Figura 5: Acumulación de biomasa (g) en las plántulas. Las barras indican la media y el error estándar (media ± E. E.). Tratamientos: Consorcio, barras en color gris y Control, barras en color blanco. Las letras minúsculas diferentes denotan diferencia significativa (t-Student; P < 0.0001). Las barras grises oscuras representan el tratamiento con fertilización y las barras grises claras el control sin fertilización. Especies: (a) Scaevola plumieri; (b) Sophora tomentosa.

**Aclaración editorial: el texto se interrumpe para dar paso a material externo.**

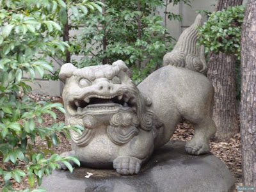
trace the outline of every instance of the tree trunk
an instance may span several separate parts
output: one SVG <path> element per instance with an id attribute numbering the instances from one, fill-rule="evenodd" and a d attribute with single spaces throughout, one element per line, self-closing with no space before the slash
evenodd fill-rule
<path id="1" fill-rule="evenodd" d="M 256 1 L 249 0 L 241 36 L 241 138 L 243 186 L 256 188 Z"/>
<path id="2" fill-rule="evenodd" d="M 243 0 L 218 0 L 215 11 L 241 5 Z M 212 119 L 217 126 L 214 140 L 228 141 L 239 128 L 236 109 L 235 56 L 209 52 L 207 77 L 214 87 Z"/>
<path id="3" fill-rule="evenodd" d="M 105 0 L 101 0 L 101 3 L 103 4 L 105 4 Z M 105 6 L 102 6 L 102 15 L 105 15 Z M 102 38 L 102 46 L 103 46 L 103 53 L 105 53 L 106 50 L 107 50 L 107 31 L 106 29 L 106 24 L 102 24 L 102 29 L 104 32 L 104 35 Z M 108 63 L 108 58 L 106 56 L 104 56 L 102 58 L 102 64 L 106 64 Z"/>
<path id="4" fill-rule="evenodd" d="M 227 9 L 230 6 L 241 5 L 243 0 L 218 0 L 215 5 L 215 11 Z"/>
<path id="5" fill-rule="evenodd" d="M 239 132 L 236 110 L 235 58 L 209 54 L 208 78 L 214 87 L 212 119 L 217 126 L 215 140 L 227 141 Z"/>

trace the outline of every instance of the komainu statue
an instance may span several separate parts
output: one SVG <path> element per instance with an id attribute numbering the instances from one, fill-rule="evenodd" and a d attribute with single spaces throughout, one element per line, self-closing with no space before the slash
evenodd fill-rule
<path id="1" fill-rule="evenodd" d="M 166 65 L 138 86 L 121 60 L 83 68 L 63 65 L 60 78 L 65 82 L 66 124 L 84 128 L 82 134 L 71 131 L 73 151 L 66 155 L 74 153 L 86 166 L 136 174 L 154 149 L 170 140 L 182 118 L 195 129 L 187 152 L 208 152 L 216 131 L 211 119 L 214 90 L 204 74 L 186 67 L 194 62 L 186 58 L 189 55 L 202 60 L 200 51 L 192 54 L 189 50 L 193 49 L 183 51 L 184 64 Z"/>

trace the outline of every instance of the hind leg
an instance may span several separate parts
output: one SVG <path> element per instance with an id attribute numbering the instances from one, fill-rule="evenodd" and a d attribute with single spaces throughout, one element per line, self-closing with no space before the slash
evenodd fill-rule
<path id="1" fill-rule="evenodd" d="M 186 144 L 186 151 L 191 155 L 208 153 L 210 151 L 209 140 L 216 130 L 214 121 L 209 116 L 192 123 L 194 125 L 195 134 L 192 140 Z"/>

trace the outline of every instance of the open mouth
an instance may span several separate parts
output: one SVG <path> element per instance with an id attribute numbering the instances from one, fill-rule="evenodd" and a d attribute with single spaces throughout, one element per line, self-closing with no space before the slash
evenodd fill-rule
<path id="1" fill-rule="evenodd" d="M 74 115 L 100 111 L 115 111 L 120 108 L 136 110 L 136 102 L 127 95 L 114 96 L 89 95 L 84 99 L 75 99 L 69 103 L 70 112 Z M 108 112 L 107 111 L 107 112 Z"/>

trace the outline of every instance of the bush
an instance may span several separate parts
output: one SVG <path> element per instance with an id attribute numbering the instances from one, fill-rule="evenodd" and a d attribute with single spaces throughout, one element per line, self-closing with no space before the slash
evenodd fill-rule
<path id="1" fill-rule="evenodd" d="M 206 52 L 221 51 L 235 54 L 239 58 L 244 13 L 243 6 L 236 6 L 209 15 L 208 21 L 198 28 L 198 44 L 205 45 Z"/>
<path id="2" fill-rule="evenodd" d="M 67 1 L 70 3 L 70 1 Z M 72 2 L 72 1 L 71 1 Z M 97 7 L 94 3 L 81 3 L 79 6 Z M 31 91 L 26 83 L 33 82 L 37 72 L 41 77 L 45 70 L 52 70 L 47 56 L 63 54 L 69 45 L 57 38 L 61 33 L 61 12 L 67 5 L 62 0 L 0 1 L 0 175 L 3 177 L 2 191 L 14 191 L 12 179 L 20 182 L 28 177 L 31 188 L 36 179 L 40 185 L 42 177 L 51 174 L 58 167 L 57 161 L 72 167 L 68 160 L 79 164 L 77 157 L 62 157 L 49 149 L 35 146 L 35 138 L 46 140 L 48 147 L 56 145 L 56 132 L 70 137 L 68 129 L 81 133 L 81 126 L 65 126 L 63 123 L 42 127 L 42 115 L 56 108 L 65 113 L 60 103 L 35 102 L 28 96 L 21 97 L 20 90 Z M 69 6 L 74 6 L 73 4 Z M 92 6 L 92 8 L 91 7 Z M 98 5 L 99 6 L 99 5 Z M 84 6 L 85 7 L 85 6 Z M 73 8 L 74 9 L 74 8 Z M 62 21 L 63 22 L 63 21 Z M 22 79 L 25 74 L 28 78 Z M 47 155 L 51 155 L 46 158 Z M 25 171 L 17 168 L 20 162 L 26 164 Z M 12 164 L 12 166 L 9 166 Z M 42 189 L 41 189 L 42 191 Z M 29 191 L 27 189 L 26 191 Z"/>
<path id="3" fill-rule="evenodd" d="M 173 47 L 163 18 L 156 16 L 154 12 L 159 6 L 175 5 L 180 1 L 104 1 L 103 15 L 90 14 L 73 21 L 84 27 L 74 36 L 69 51 L 84 57 L 72 63 L 81 68 L 122 60 L 132 71 L 132 80 L 140 83 L 161 66 L 164 54 Z M 164 13 L 165 19 L 181 19 L 173 13 Z"/>

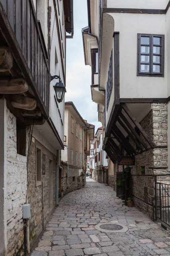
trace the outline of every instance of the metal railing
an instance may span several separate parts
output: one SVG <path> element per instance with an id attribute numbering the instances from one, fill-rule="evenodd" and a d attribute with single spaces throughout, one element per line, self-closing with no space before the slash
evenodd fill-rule
<path id="1" fill-rule="evenodd" d="M 156 218 L 170 226 L 170 185 L 157 182 L 155 187 Z"/>

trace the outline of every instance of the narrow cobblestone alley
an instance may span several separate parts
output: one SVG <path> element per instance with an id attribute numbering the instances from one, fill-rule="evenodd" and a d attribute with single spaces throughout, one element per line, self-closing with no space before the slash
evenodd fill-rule
<path id="1" fill-rule="evenodd" d="M 125 226 L 104 232 L 99 223 Z M 88 178 L 84 188 L 61 200 L 45 229 L 31 256 L 170 255 L 169 232 Z"/>

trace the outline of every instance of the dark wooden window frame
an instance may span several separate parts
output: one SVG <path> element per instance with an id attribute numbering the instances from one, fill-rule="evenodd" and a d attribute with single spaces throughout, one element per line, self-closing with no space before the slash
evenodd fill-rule
<path id="1" fill-rule="evenodd" d="M 109 70 L 108 71 L 108 78 L 107 82 L 107 98 L 106 98 L 106 110 L 107 111 L 110 101 L 110 96 L 113 88 L 113 53 L 112 50 L 110 58 Z"/>
<path id="2" fill-rule="evenodd" d="M 91 57 L 92 59 L 92 84 L 94 84 L 94 75 L 98 74 L 98 72 L 96 72 L 96 54 L 97 52 L 98 52 L 98 49 L 94 48 L 94 49 L 91 49 Z"/>
<path id="3" fill-rule="evenodd" d="M 141 44 L 141 37 L 150 38 L 149 45 L 143 44 Z M 159 37 L 160 38 L 160 45 L 153 44 L 153 38 Z M 149 46 L 149 53 L 141 53 L 141 46 Z M 157 46 L 160 47 L 161 50 L 160 54 L 157 54 L 153 53 L 153 46 Z M 159 76 L 164 77 L 164 35 L 155 34 L 137 34 L 137 76 Z M 145 63 L 141 62 L 141 55 L 149 56 L 149 72 L 141 72 L 140 70 L 141 64 L 145 64 Z M 160 64 L 153 63 L 153 56 L 160 56 Z M 160 66 L 160 73 L 153 72 L 152 70 L 153 65 L 158 65 Z"/>

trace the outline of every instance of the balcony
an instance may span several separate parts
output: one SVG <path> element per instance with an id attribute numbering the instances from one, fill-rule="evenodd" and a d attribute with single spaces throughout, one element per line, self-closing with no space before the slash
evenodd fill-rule
<path id="1" fill-rule="evenodd" d="M 48 49 L 47 52 L 46 50 L 32 0 L 0 1 L 0 46 L 8 47 L 13 58 L 12 66 L 0 72 L 0 76 L 7 79 L 21 77 L 25 80 L 29 87 L 22 96 L 24 101 L 26 96 L 36 102 L 35 107 L 31 109 L 24 108 L 23 106 L 24 111 L 35 112 L 35 110 L 37 116 L 39 113 L 38 116 L 35 117 L 39 118 L 42 114 L 42 116 L 47 118 L 49 112 L 49 51 Z M 20 92 L 13 92 L 12 97 L 14 94 L 17 94 L 19 97 Z M 5 90 L 0 93 L 6 95 L 6 92 Z M 17 104 L 15 108 L 17 108 Z M 12 112 L 15 112 L 15 110 L 12 109 Z M 32 113 L 27 112 L 26 117 L 30 118 L 32 115 Z"/>

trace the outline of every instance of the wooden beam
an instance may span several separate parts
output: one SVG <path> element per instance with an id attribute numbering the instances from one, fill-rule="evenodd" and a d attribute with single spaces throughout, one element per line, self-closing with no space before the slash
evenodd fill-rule
<path id="1" fill-rule="evenodd" d="M 115 150 L 119 154 L 121 155 L 121 150 L 119 148 L 119 147 L 116 145 L 116 144 L 112 139 L 109 139 L 107 141 L 107 144 L 109 144 L 111 146 L 112 146 Z"/>
<path id="2" fill-rule="evenodd" d="M 147 13 L 165 14 L 165 10 L 157 9 L 134 9 L 133 8 L 104 8 L 103 12 L 120 12 L 121 13 Z"/>
<path id="3" fill-rule="evenodd" d="M 35 99 L 16 94 L 12 96 L 11 104 L 14 108 L 32 110 L 35 108 L 37 101 Z"/>
<path id="4" fill-rule="evenodd" d="M 17 94 L 28 90 L 29 86 L 25 79 L 0 77 L 0 94 Z"/>
<path id="5" fill-rule="evenodd" d="M 141 138 L 139 135 L 137 133 L 137 132 L 135 130 L 135 129 L 133 129 L 133 128 L 131 124 L 130 124 L 130 123 L 128 122 L 127 120 L 126 119 L 125 116 L 124 116 L 122 113 L 121 113 L 120 114 L 120 117 L 122 119 L 122 120 L 123 120 L 125 124 L 126 124 L 127 127 L 129 127 L 129 128 L 130 129 L 130 130 L 133 133 L 133 134 L 135 136 L 136 138 L 140 142 L 141 144 L 147 150 L 148 149 L 148 147 L 147 146 L 147 144 L 145 143 L 145 142 L 144 141 L 143 141 L 142 138 Z"/>
<path id="6" fill-rule="evenodd" d="M 114 35 L 114 96 L 115 105 L 120 104 L 120 74 L 119 74 L 119 32 Z"/>
<path id="7" fill-rule="evenodd" d="M 33 110 L 23 110 L 21 114 L 22 116 L 25 117 L 40 117 L 41 116 L 41 111 L 38 109 Z"/>
<path id="8" fill-rule="evenodd" d="M 155 146 L 155 144 L 154 144 L 154 143 L 153 143 L 152 142 L 152 141 L 151 141 L 149 136 L 146 134 L 146 133 L 144 131 L 144 129 L 142 127 L 141 125 L 137 121 L 135 118 L 132 114 L 132 113 L 131 113 L 131 112 L 130 112 L 130 110 L 129 110 L 128 108 L 127 107 L 126 105 L 125 104 L 121 104 L 121 106 L 122 106 L 123 109 L 126 112 L 126 114 L 129 116 L 129 117 L 130 117 L 131 119 L 133 121 L 133 122 L 136 125 L 136 126 L 137 126 L 137 127 L 138 128 L 138 129 L 139 130 L 140 132 L 142 134 L 142 135 L 143 135 L 143 137 L 145 138 L 145 140 L 147 140 L 147 142 L 149 143 L 149 145 L 152 147 L 152 148 L 153 148 L 154 146 Z"/>
<path id="9" fill-rule="evenodd" d="M 0 46 L 0 72 L 8 71 L 13 65 L 13 57 L 9 47 Z"/>
<path id="10" fill-rule="evenodd" d="M 119 138 L 120 138 L 121 141 L 123 142 L 123 146 L 126 147 L 127 149 L 129 149 L 129 150 L 131 152 L 132 154 L 135 153 L 135 150 L 134 149 L 132 146 L 126 138 L 124 136 L 123 133 L 119 130 L 119 128 L 115 125 L 114 127 L 114 131 L 115 132 Z"/>
<path id="11" fill-rule="evenodd" d="M 143 150 L 142 146 L 141 146 L 141 144 L 136 139 L 135 136 L 134 136 L 132 134 L 131 131 L 129 131 L 129 130 L 126 126 L 125 124 L 124 124 L 123 122 L 122 122 L 119 118 L 117 118 L 117 121 L 120 124 L 120 125 L 121 126 L 121 127 L 124 129 L 125 131 L 127 133 L 127 134 L 129 136 L 129 137 L 130 137 L 132 139 L 132 140 L 134 141 L 134 142 L 136 144 L 137 147 L 140 148 L 141 150 L 142 151 L 142 150 Z"/>

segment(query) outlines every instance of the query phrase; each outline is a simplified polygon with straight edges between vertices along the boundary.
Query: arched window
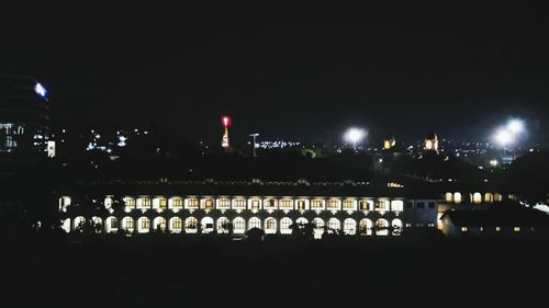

Figure 5: Accumulation of biomass (g) in the seedlings. The bars indicate the mean and standard error (mean ± S. E.). Treatments: Consortium, gray bars and Control, white bars. Lowercase letters denote significant difference (t-Student test P < 0.0001). Dark gray bars represent the fertilized treatment, and light gray bars represent the unfertilized control. Species: (a) Scaevola plumieri; (b) Sophora tomentosa.
Conclusiones
En el presente estudio se encontró que el uso de consorcios de microorganismos (hongos formadores de micorrizas y bacterias benéficas) promueven el crecimiento y acumulación de biomasa en dos especies arbustivas estabilizadoras de la duna costera. La aplicación de microorganismos benéficos durante la etapa de producción de plantas en vivero puede potenciar el éxito de las estrategias de revegetación en ambientes cuyos suelos presentan condiciones limitantes y estresantes como es el caso de las dunas costeras. Los resultados del estudio empleando el Fosfonat® como consorcio micorrízico comercial pueden contribuir como estrategia de restauración y recuperación de la vegetación costera, a fin de aliviar los efectos adversos de la erosión y mitigar los efectos del cambio climático en las zonas costeras del Golfo de México. Los resultados del experimento muestran un incremento de las diferencias entre los tratamientos en cuanto al número de hojas y altura en ambas especies. En futuras investigaciones es necesario incluir otras especies nativas p. ej.: especies pioneras de hábitos rastreros, evaluar rasgos funcionales de las plantas y ampliar el tiempo de los ensayos para alcanzar un mayor desarrollo de las plántulas y evaluar su establecimiento en los sitios potenciales de revegetación. Además, en el diseño de políticas públicas del sector ambiental, programas de recuperación de ecosistemas costeros degradados, se debe considerar el uso de microorganismos benéficos nativos; por un lado, para contribuir al éxito en el establecimiento de las plantas y por otro lado para aliviar la competencia frente a las especies invasoras. Lo anterior, también puede ser aplicado en otros ecosistemas degradados con suelos que presenten condiciones salinas que limitan el crecimiento de las plantas nativas.